Il sent sa force le quitter, la fureur s'éteint. Dans la lueur faiblarde du lampadaire, il semble rapetisser, se recroqueviller et redevenir le jeune homme pâle, timide et impuissant qui a été son fantôme ses dernières années.
- C'est bien toi ?
- Carolyn...
- Tu... comment as-tu fait ça ?
Gabriel déglutit, regarde le corps et ses propres mains. Que lui est-il arrivé ? D'où venait cette force, cette fureur étourdissante ? Il s'effraye lui-même.
- Je... je ne sais pas.
Il tente de faire un pas vers elle, de tendre la main pour la relever, mais elle recule. La peur ne quitte pas son regard. Gabriel est crucifié. Depuis quand a-t-elle peur de lui ?
- N'approche pas.
Elle se relève et se place dans sa garde d'art martial. Le jeune homme lève les mains.

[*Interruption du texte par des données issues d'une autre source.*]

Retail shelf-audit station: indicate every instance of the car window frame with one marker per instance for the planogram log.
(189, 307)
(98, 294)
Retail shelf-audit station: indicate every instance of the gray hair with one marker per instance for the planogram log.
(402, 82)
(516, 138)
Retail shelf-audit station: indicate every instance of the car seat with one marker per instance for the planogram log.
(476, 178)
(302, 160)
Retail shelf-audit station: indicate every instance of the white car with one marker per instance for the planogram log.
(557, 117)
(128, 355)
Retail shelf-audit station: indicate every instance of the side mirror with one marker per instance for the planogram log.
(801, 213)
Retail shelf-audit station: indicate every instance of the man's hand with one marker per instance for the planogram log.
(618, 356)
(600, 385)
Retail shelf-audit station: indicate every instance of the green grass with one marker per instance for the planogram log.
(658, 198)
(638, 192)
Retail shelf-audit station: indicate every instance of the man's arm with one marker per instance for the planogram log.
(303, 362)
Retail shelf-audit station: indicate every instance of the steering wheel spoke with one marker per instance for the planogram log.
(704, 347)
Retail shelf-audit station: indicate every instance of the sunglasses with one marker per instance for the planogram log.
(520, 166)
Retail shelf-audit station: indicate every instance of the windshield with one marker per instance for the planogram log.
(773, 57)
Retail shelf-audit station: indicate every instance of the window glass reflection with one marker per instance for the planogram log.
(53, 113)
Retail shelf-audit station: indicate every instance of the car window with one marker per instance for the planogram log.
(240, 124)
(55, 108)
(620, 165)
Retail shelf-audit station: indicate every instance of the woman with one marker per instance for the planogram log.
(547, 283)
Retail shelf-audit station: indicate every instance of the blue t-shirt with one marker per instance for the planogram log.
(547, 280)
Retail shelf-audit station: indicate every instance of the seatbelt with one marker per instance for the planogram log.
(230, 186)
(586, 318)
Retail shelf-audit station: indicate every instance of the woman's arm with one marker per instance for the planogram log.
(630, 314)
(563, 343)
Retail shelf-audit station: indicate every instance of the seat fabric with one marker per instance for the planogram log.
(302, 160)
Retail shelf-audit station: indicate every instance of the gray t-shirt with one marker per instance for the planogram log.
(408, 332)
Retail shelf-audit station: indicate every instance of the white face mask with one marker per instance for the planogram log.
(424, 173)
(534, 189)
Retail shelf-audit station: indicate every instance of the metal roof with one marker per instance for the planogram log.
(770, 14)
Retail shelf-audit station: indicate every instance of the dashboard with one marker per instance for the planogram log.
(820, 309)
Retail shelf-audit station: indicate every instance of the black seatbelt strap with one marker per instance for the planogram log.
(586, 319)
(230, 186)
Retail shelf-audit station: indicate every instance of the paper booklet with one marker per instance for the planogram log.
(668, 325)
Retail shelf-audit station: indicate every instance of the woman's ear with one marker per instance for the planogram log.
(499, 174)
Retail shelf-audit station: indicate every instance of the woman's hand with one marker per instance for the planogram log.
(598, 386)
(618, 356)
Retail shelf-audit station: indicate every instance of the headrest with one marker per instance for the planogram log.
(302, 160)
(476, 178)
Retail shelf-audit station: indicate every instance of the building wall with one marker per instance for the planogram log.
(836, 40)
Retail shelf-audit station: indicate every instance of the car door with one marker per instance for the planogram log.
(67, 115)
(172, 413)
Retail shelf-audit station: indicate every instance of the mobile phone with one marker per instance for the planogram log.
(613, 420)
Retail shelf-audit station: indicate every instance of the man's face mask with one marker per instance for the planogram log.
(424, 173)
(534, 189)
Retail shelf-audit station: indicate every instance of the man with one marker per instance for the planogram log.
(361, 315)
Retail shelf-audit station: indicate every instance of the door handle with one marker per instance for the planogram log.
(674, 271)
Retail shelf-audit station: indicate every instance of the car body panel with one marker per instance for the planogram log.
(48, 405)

- Carolyn ! Tu n'as rien à craindre, je...
- Qu'es-tu exactement, Gabriel ? Quelle créature est capable de... ça ?
- Pourquoi ? Que s'est-il passé ?
Elle détend légèrement ses muscles, déconcertée.
- Tu ne t'en es pas rendu compte ?
- Si... Enfin, j'ai senti une colère étrange, un sursaut, et une immense force...
- Gabriel... Tu étais différent !
Elle a relâché sa position défensive. Il ne tente plus de s'approcher. Un grognement s'élève ; c'est l'agresseur qui reprend difficilement connaissance. Gabriel tremble à l'audition de ce son. Il se contient difficilement ; quelque chose bouillonne en lui. Sa colonne vertébrale se déploie,on jurerait qu'elle s'allonge. Les veines de ses yeux à nouveau s'exacerbent. Dans un dernier souffle de raison, il souffle :
- Sauve-toi, Carolyn !
Elle écarquille les paupières, la panique se reflète dans ses prunelles. Elle hésite un instant et obéit. Elle galope et disparaît dans les allées du parc Jules Verne.
Le monstre qu'est devenu Gabriel se retourne lentement vers l'homme à terre. Le même terrible sourire fend son visage déformé.